On 19th March 2013, 1MDB Global Investments Limited, a wholly-owned subsidiary of 1Malaysia Development Berhad (1MDB) issued a bond to raise US$3.0 billion (RM9.6 billion).
According to the “Offering Circular”, 1MDB Global Investments “will either on-lend all of the net proceeds of this Offering to Abu Dhabi Malaysia Investment Company Limited (ADMIC) or use the net proceeds of the offering to fund its investment in ADMIC, which will be a 50:50 joint venture between the 1MDB Global Investments and Aabar Investments, an investment arm of the Emirate of Abu Dhabi.
The “Offering Circular” issued by Goldman Sachs International had highlighted various risks with regards to the bond offering related to ADMIC – on how ADMIC doesn’t have any track record, that ADMIC’s investments may fail, that Aabar may not fulfil their 50% investment in ADMIC etc. However, there is no mention anywhere at all in the 104-page document that the monies raised may be used for any other purposes other than the investment in ADMIC.
However, based on the latest 1MDB financial statements for the year-ended March 2014, it was reported that:
While the terms and scope of the proposed joint vemture are being finalised, a portion of the proceeds from the private debt securities [bonds] amounting to USD1.56 billion have been placed in various investment portfolios under custody of a licensed financial institution with good credit ratings…
In 2014, the remaining net proceeds have been utilised by the Company [1MDB] for working capital and debt repayment purposes. In the previous financial year, the remaining net proceeds had been placed in time deposits and cash accounts…
This means that of the US$3 billion raised by 1MDB Global Investment, less US$283 million in “certain commissions, fees and expenses” for Goldman Sachs and US$1.56 billion invested with “a licensed financial institution”, the balance of US$1.16 billion has been diverted to its parent company, 1MDB to repay the latter’s debts and fund its operating expenses.
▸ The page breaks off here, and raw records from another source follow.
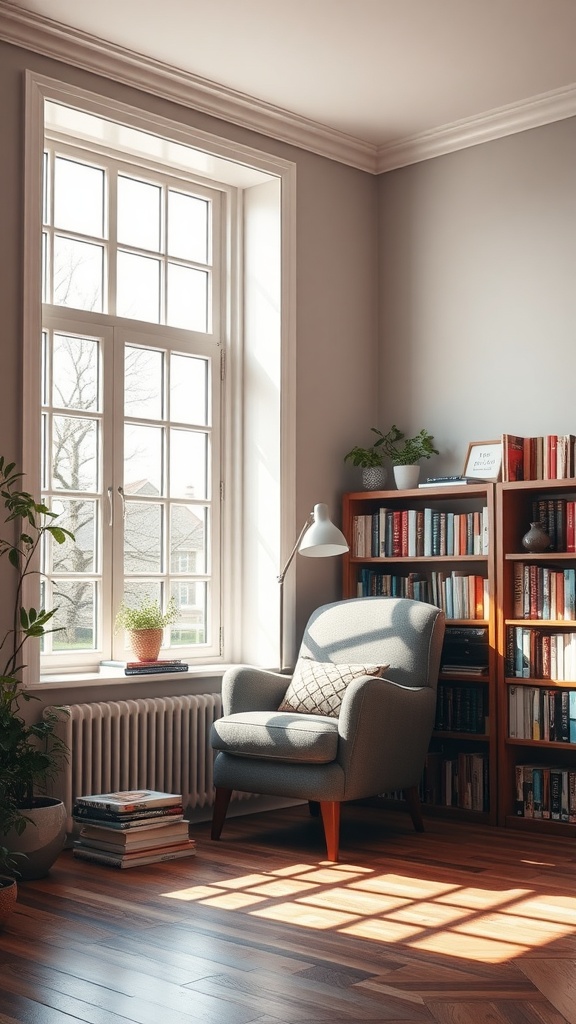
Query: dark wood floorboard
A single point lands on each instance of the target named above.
(460, 925)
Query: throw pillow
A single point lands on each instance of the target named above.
(319, 687)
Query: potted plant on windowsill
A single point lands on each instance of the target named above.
(32, 754)
(146, 625)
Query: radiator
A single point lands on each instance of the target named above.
(146, 743)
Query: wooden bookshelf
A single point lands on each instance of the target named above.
(411, 572)
(526, 633)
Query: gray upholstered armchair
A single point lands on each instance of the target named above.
(365, 690)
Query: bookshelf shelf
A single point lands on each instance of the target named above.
(536, 672)
(453, 753)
As it stands, even the US$1.56 billion invested with “a licensed financial institution” is a questionable act. However, the transfer of US$1.16 billion or 42.7% of the funds to be used by the parent company, 1MDB to help pay its debts and cover the shortfall in operating expenses is a clear breach of the “Offering Circular”.
The question is hence, has the investors of the 1MDB bond been duly informed of the change of use of proceeds?
Such abuse of funds will certainly harm the credibility of 1MDB, a wholly-owned subsidiary of the Ministry of Finance. For instance, 1MDB expects to be listing its energy subsidiary by the first quarter of next year. In the listing prospectus, it would be clearly stated the “use of proceeds” from funds raised. The question then is, can the “use of proceeds” listed in the propectus by 1MDB be trusted? Will the expected RM18 billion raised by 1MDB Energy from its initial public offering (IPO) be similarly diverted to bailout 1MDB’s other debts or fund 1MDB’s other operations, instead of being dedicated to build the 1MDB Energy business?
More importantly, the desperate act by 1MDB to divert funds raised for its subsidiary to fund 1MDB’s own operating expenses and pay off its debts clearly demonstrates that the company is facing financial difficulties in balancing its cashflow.
Together with other examples cited in my earlier press conferences – the rescheduling and restructuring of a RM6.17 billion loan due in November 2013, as well as the inability to complete the RM317 million land acquisition from Tadmax despite 3 deadline extensions – clearly proves that all is not well in 1MDB.
Given 1MDB’s bloated RM42 billion of debt, and the massive systemic risk it poses on our country’s financial system, it would explain the reason for the Government’s desperation to award 1MDB with super-prime pieces of land at dirt-cheap prices and multi-billion ringgit power plant contracts to ensure a quick and successful listing to raise billions of ringgit. Malaysians are currently witnessing the biggest bailout in the nation’s history.